Step 6: Note context / Noteer context
Sensory responses are context-dependent. A sound that is tolerable at home may be unbearable in a busy school. Document:
- Setting-specific notes for each relevant environment (home, school/work, care facility, public spaces, transport).
- Time-of-day patterns — many autistic people have less capacity for sensory input later in the day.
- Cumulative load — the effect of sustained sensory input over hours or days. A person may cope with one challenging stimulus but not with three simultaneous ones.
- State-dependent variation — sensory tolerance changes with illness, fatigue, hunger, stress, and emotional state.
What to watch for
- Don’t assume stability. Sensory processing patterns change over time — with development, with new environments, with shifts in mental health, with medication changes. The prikkelprofiel must be reviewed and updated regularly.
- Don’t project your own experience. What feels neutral to you may be painful or pleasant to the person you are supporting. Observe behaviour, don’t assume sensation.
- Watch for masking (see: masking-and-camouflaging). A person who appears calm may be suppressing sensory distress at significant cost. Look for the after-effects: meltdowns after school, exhaustion after social events, withdrawal in the evening.
- Include interoception. Most standard sensory profiles miss interoception entirely. Ask about hunger cues, pain responses, toileting awareness, temperature regulation, and emotional body signals.
How it travels / Hoe het meebeweegt
A prikkelprofiel is only useful if it moves with the person:
- When a child transitions from primary to secondary school.
- When care shifts from one team to another.
- When a person moves into supported living.
- When respite carers take over.
- When a person enters hospital or another unfamiliar environment.
The prikkelprofiel should be written in language that is accessible to anyone who will use it — not in clinical jargon. A one-page summary version is helpful for new carers or emergency situations.
Een prikkelprofiel is alleen nuttig als het meebeweegt met de persoon — bij schoolwisselingen, teamwisselingen, verhuizingen, ziekenhuisopnames.
Privacy considerations / Privacyoverwegingen
A prikkelprofiel contains personal and sometimes intimate information. Handle it with care:
- Never share without consent — from the person themselves if they can give it, or from their legal representative if they cannot.
- Include only what is needed. A teacher does not need to know about toileting; a respite carer may. Share the relevant sections, not the whole document.
- Store securely, in accordance with GDPR / AVG requirements.
- Review regularly who has access and whether that access is still appropriate.

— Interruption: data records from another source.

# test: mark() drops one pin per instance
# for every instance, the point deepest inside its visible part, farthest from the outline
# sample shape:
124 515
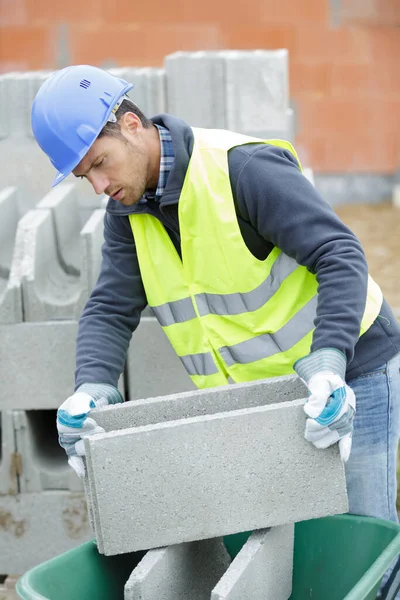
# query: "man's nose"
99 182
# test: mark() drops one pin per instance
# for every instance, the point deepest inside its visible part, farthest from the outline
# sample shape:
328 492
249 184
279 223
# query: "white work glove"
331 407
74 424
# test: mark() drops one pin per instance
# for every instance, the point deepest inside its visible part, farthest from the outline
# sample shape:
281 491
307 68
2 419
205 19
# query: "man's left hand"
330 407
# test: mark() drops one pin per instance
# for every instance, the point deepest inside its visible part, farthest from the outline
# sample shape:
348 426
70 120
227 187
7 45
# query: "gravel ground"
378 228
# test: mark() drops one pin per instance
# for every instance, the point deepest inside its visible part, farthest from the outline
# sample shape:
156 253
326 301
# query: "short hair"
114 129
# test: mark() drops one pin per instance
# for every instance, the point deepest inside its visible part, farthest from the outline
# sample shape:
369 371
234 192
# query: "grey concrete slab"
8 458
263 568
257 90
43 462
62 202
196 403
55 261
196 88
10 286
179 572
47 351
91 241
18 90
49 292
209 476
153 367
37 527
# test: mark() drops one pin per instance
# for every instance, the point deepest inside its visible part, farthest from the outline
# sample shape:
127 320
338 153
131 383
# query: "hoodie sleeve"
285 209
113 310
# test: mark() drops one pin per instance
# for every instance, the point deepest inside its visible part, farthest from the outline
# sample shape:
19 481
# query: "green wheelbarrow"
335 558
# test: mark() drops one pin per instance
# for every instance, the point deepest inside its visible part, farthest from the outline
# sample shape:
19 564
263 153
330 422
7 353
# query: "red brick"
32 45
373 79
13 13
7 66
42 12
311 151
262 12
309 79
133 44
248 38
373 152
350 117
322 45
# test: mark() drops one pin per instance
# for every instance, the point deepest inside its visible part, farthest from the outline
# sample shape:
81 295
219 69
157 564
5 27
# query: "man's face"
118 167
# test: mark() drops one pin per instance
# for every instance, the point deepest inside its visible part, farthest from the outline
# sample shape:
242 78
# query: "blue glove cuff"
326 359
102 390
333 407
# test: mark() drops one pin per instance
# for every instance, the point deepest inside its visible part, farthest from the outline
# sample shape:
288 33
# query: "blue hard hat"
70 110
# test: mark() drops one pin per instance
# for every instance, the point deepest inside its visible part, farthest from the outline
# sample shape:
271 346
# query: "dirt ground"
378 228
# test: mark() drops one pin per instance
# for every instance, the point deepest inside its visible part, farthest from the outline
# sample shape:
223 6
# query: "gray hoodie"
276 206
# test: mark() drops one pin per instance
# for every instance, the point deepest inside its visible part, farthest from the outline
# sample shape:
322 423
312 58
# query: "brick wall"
344 75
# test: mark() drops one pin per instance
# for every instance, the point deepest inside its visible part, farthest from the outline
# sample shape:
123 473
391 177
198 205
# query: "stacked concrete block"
263 568
37 362
37 527
43 462
149 91
10 286
195 88
257 91
51 263
17 92
245 91
201 477
9 459
179 572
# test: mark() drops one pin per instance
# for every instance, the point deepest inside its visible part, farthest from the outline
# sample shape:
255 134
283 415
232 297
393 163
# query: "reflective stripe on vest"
226 313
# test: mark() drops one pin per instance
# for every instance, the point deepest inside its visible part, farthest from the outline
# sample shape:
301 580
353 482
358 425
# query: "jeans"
371 468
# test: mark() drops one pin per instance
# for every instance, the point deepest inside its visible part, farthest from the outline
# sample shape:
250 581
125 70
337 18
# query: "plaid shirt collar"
166 160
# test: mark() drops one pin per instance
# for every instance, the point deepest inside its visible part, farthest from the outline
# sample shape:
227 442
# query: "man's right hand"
74 422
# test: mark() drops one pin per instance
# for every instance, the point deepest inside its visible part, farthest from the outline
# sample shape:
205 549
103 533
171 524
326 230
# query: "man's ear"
130 123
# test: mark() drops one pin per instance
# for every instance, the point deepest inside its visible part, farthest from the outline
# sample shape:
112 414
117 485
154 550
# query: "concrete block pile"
174 474
50 241
244 91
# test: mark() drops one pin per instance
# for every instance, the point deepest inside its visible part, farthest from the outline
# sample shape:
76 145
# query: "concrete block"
37 527
196 88
10 287
185 405
153 367
48 291
55 262
18 90
263 568
47 353
4 123
179 572
62 202
91 240
149 91
257 90
43 462
9 459
208 476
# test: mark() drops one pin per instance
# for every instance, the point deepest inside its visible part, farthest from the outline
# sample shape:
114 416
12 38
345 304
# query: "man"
250 273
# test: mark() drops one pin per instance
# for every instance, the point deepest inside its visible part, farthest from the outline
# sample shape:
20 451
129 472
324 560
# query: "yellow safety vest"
226 313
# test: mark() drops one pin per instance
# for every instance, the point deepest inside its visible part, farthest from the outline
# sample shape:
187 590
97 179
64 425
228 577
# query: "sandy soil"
378 228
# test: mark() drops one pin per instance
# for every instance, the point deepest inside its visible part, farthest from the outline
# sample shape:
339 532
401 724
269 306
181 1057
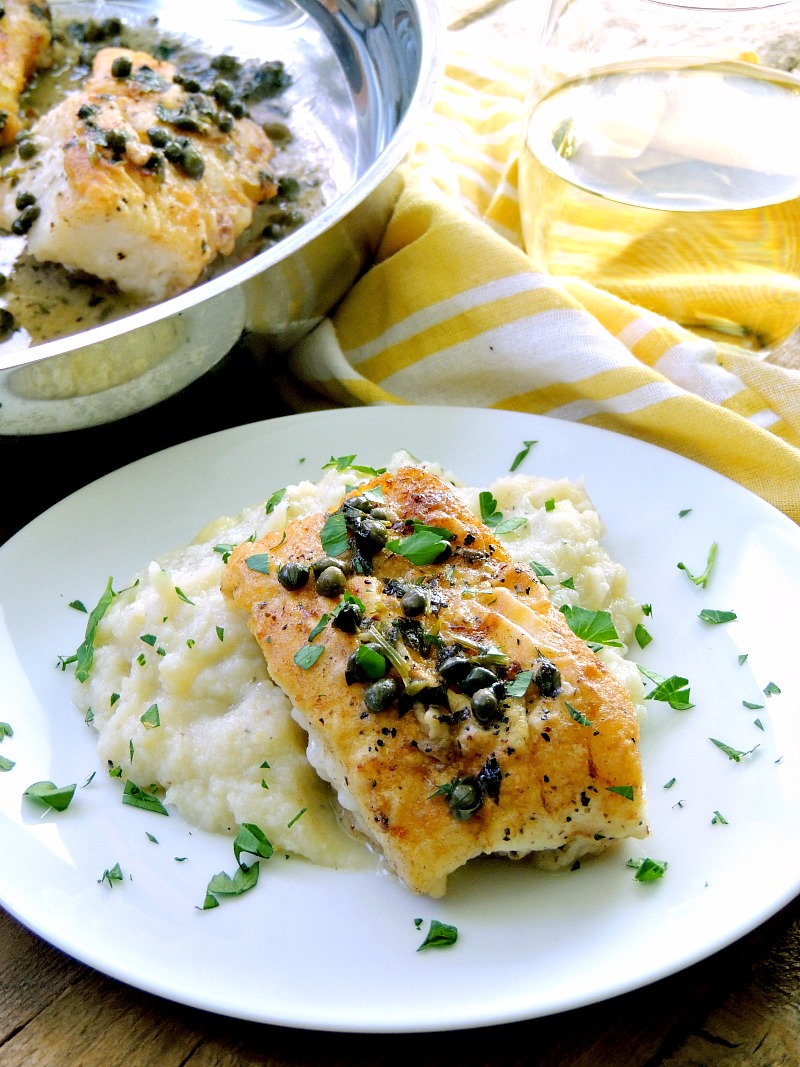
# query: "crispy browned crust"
25 40
555 771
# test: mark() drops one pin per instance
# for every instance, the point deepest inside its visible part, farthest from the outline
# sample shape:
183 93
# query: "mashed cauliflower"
222 743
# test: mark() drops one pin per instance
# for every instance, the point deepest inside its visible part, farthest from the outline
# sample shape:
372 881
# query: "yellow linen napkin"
452 312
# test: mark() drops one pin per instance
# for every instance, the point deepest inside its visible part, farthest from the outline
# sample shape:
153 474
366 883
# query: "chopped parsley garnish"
648 870
425 545
346 462
715 617
274 500
494 519
440 936
224 551
334 535
673 690
58 797
522 455
111 876
84 655
150 719
225 885
733 753
592 626
702 579
253 841
540 570
293 819
137 797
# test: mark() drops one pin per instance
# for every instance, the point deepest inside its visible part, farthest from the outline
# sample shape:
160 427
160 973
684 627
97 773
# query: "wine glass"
660 159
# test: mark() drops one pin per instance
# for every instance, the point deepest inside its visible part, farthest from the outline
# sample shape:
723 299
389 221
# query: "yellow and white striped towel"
452 312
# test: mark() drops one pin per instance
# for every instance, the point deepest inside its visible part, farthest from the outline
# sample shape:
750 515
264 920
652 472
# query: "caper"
93 31
348 617
122 66
292 575
381 696
453 669
485 706
116 140
225 64
8 322
158 137
331 582
174 152
25 220
478 678
414 602
223 92
466 797
324 561
288 187
365 668
190 84
548 679
192 162
360 503
370 536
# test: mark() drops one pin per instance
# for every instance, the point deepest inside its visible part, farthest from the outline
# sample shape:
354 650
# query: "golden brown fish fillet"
25 41
137 180
494 729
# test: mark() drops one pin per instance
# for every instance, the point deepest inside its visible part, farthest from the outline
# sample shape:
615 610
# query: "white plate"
337 951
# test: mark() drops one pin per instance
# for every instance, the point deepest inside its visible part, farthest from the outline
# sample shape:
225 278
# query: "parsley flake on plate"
522 455
648 870
58 797
440 936
137 797
736 754
702 579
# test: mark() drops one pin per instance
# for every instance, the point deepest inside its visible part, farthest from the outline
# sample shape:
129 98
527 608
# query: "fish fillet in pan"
445 698
137 180
25 41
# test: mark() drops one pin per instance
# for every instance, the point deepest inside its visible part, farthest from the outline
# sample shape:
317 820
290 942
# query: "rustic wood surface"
738 1008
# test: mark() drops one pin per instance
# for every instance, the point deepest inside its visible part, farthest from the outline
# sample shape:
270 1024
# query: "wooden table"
739 1007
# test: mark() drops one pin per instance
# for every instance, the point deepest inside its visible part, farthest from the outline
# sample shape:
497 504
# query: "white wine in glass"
660 159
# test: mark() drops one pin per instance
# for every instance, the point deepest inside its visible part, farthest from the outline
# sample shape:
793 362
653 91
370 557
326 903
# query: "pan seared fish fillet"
137 180
25 42
496 729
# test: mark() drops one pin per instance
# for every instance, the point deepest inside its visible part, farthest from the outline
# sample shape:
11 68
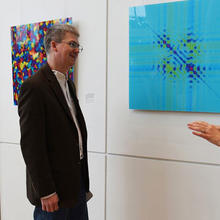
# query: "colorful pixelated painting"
28 53
174 56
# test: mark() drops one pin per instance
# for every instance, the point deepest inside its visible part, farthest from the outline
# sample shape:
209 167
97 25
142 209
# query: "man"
53 132
207 131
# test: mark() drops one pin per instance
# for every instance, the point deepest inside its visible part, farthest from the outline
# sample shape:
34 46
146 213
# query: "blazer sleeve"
33 138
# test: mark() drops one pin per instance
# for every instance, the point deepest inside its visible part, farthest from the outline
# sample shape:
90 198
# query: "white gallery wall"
144 165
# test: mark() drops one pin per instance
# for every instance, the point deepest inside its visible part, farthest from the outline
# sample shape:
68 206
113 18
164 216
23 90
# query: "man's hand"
50 204
207 131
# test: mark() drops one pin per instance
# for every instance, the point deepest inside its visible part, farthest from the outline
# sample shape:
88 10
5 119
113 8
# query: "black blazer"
49 139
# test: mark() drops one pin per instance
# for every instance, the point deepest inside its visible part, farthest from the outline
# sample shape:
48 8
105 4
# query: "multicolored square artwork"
174 56
28 53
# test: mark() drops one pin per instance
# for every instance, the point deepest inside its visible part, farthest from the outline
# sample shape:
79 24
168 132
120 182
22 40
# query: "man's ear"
53 45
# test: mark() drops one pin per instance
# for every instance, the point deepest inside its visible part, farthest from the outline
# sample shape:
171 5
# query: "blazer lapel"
54 85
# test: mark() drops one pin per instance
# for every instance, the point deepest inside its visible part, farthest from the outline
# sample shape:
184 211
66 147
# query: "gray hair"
56 33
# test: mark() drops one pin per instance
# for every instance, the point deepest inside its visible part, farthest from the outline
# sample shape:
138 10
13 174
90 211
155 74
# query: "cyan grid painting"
174 56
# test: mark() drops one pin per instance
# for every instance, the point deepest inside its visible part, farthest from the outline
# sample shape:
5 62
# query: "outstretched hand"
205 130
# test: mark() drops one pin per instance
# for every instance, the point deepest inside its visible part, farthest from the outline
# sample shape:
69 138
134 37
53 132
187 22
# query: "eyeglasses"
74 45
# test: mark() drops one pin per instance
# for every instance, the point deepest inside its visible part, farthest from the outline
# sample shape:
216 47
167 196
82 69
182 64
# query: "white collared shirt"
62 79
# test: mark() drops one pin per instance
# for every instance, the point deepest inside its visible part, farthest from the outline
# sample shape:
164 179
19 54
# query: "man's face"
67 54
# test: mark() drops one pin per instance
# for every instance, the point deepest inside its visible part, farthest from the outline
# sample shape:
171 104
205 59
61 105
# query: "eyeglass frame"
74 45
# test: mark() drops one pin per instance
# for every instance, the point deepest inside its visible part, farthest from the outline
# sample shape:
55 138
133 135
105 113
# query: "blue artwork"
174 56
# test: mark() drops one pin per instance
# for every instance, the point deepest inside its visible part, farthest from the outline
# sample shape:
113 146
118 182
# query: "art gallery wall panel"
13 184
10 14
145 133
32 11
90 17
96 206
153 189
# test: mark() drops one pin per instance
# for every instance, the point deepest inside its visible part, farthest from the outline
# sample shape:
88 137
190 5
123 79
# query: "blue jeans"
79 212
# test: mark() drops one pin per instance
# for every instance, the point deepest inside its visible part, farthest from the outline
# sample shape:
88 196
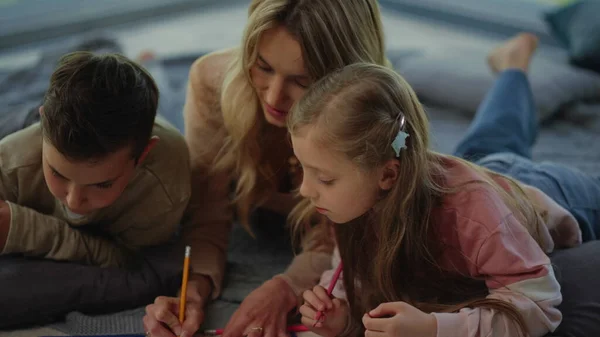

- The person owns their prikkelprofiel. Where possible, they should have a copy and a say in what is included and who sees it.
Een prikkelprofiel bevat persoonlijke informatie. Deel het nooit zonder toestemming, bewaar het veilig, en geef de persoon zelf zoveel mogelijk regie.
Evidence notes
The prikkelprofiel as a practice tool draws on Dunn’s Sensory Processing Framework, the four-zone model of arousal regulation, and established occupational therapy practice in sensory assessment and intervention planning. It aligns with the capabilities approach (see: models-of-disability) in focusing on what the person needs to function well, rather than on what is “wrong” with them.
There is no single peer-reviewed study validating the prikkelprofiel as a specific instrument — it is a practice framework rather than a standardised tool. Its evidence base is primarily practitioner consensus within Dutch autism care and occupational therapy. The sensory assessments that inform it (Sensory Profile 2, SPM-2, SEQ, MAIA) are individually validated.
Key sources
- Dunn, W. (2014). Sensory Profile 2: User’s Manual. San Antonio, TX: Pearson.
- Mahler, K. (2017). Interoception: The Eighth Sensory System. Shawnee, KS: AAPC Publishing.
- Bogdashina, O. (2016). Sensory Perceptual Issues in Autism and Asperger Syndrome (2nd ed.). London: Jessica Kingsley Publishers.